As you can see, the algorithm is pretty straightforward, but it runs in 12 ms, while O(n log n) ones run in 7 ms. Indeed, I tried to compare it with a simple sorting solution and the sorting one runs approximately 3-4 times faster even on arrays of 500 million elements (although I had to increase the heap size for the sorting one). I guess that's why quicksort never actually uses Median of Medians even though it's linear.

**Update**

Further testing shows that the `Arrays.sort`

approach can be much slower depending on how the data in the input array is sorted (guess that's branch prediction plays its part). In particular, for 500 million elements the sorting approach yields about 3 seconds time on an already-sorted array and about 50 seconds on a previously wiggle-sorted array (guess that's the worst case for branch prediction).

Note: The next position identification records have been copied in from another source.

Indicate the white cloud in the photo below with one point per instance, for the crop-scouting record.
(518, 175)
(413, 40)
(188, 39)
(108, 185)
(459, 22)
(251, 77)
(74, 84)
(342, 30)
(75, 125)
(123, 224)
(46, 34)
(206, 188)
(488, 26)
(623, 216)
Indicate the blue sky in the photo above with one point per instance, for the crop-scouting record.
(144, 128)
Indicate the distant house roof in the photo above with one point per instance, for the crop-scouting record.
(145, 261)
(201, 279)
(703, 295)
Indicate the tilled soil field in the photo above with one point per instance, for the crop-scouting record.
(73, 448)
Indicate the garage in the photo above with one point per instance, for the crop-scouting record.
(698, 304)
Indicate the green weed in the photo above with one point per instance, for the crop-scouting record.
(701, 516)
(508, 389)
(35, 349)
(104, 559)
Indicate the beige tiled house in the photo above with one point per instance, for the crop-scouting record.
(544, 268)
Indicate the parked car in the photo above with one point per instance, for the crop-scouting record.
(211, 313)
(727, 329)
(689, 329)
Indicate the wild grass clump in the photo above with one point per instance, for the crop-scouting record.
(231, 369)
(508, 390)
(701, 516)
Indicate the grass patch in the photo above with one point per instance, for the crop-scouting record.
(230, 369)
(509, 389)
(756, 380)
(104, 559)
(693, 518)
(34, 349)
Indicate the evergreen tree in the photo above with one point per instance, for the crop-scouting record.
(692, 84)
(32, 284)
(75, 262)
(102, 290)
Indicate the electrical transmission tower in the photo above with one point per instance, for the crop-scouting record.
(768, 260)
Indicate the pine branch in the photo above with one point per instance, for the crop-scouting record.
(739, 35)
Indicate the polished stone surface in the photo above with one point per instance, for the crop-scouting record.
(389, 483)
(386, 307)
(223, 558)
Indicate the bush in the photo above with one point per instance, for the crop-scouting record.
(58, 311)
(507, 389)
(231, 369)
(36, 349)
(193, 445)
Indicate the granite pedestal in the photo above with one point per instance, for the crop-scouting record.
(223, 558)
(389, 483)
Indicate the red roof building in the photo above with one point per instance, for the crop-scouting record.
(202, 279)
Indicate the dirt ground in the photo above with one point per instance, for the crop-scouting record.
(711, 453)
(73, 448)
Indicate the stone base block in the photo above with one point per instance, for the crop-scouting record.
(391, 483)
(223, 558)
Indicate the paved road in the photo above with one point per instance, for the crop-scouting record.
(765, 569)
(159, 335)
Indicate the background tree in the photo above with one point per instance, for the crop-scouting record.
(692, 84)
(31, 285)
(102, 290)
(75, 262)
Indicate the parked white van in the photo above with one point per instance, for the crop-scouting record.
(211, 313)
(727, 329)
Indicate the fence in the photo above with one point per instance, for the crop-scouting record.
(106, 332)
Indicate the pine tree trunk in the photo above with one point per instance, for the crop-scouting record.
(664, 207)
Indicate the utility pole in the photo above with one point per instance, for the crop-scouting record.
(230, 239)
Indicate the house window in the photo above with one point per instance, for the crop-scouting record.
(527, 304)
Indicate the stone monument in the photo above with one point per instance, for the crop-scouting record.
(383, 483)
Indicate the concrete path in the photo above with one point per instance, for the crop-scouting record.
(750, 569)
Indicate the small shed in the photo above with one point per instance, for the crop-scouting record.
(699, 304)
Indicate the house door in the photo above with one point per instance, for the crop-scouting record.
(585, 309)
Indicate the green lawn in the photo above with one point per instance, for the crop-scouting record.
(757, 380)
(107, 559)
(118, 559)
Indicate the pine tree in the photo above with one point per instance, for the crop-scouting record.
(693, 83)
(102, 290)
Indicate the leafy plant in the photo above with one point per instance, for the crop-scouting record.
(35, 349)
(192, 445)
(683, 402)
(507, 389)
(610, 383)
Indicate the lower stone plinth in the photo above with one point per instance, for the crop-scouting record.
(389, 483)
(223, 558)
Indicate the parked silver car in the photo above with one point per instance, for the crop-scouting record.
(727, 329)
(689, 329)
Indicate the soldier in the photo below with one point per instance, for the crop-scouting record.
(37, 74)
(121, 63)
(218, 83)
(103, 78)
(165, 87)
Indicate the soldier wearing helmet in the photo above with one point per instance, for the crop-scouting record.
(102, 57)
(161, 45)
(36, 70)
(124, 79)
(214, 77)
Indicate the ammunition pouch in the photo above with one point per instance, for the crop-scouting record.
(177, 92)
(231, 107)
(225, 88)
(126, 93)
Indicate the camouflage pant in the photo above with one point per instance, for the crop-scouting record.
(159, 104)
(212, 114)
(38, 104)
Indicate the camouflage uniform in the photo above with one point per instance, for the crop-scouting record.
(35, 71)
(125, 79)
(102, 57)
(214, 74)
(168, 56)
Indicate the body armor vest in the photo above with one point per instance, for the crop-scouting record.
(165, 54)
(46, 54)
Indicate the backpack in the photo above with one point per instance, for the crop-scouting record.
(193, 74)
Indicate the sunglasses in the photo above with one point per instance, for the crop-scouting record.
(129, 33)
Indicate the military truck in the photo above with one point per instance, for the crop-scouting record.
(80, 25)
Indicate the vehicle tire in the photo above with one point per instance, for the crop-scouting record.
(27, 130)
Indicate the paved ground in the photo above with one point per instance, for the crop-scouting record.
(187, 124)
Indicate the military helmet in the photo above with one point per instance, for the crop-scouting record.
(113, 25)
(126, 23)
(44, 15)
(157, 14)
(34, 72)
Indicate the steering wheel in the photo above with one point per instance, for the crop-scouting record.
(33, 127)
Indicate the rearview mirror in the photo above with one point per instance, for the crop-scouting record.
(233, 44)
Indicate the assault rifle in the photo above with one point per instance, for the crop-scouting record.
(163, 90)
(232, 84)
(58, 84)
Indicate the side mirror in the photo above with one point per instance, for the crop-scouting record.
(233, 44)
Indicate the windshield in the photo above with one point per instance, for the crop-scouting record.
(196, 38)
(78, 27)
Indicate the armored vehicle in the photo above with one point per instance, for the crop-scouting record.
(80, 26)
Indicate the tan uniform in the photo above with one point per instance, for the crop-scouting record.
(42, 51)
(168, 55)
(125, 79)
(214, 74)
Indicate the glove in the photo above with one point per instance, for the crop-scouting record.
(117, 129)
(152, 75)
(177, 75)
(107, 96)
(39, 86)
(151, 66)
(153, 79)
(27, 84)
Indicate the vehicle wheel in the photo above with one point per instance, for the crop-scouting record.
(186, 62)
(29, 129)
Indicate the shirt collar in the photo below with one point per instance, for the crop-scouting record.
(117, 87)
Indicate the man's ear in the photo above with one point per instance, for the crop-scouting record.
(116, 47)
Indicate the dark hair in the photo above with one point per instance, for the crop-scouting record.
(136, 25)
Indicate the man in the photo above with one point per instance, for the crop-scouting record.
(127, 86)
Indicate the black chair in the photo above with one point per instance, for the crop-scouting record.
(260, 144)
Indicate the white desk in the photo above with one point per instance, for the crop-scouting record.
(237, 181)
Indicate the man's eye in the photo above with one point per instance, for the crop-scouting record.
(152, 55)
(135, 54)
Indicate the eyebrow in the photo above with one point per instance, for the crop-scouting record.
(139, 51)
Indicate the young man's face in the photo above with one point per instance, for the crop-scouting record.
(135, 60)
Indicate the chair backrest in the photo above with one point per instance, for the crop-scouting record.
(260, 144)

The median of medians approach runs in 22 and 12 seconds for the same inputs, so it is actually faster for the already wiggle-sorted array.

At first I thought it's O(1) space, but as was pointed out to me in the comment, it's really O(log n) because recursion uses stack space. I have no idea how to achieve true O(1) space if it is possible at all. Well, at least it's in-place.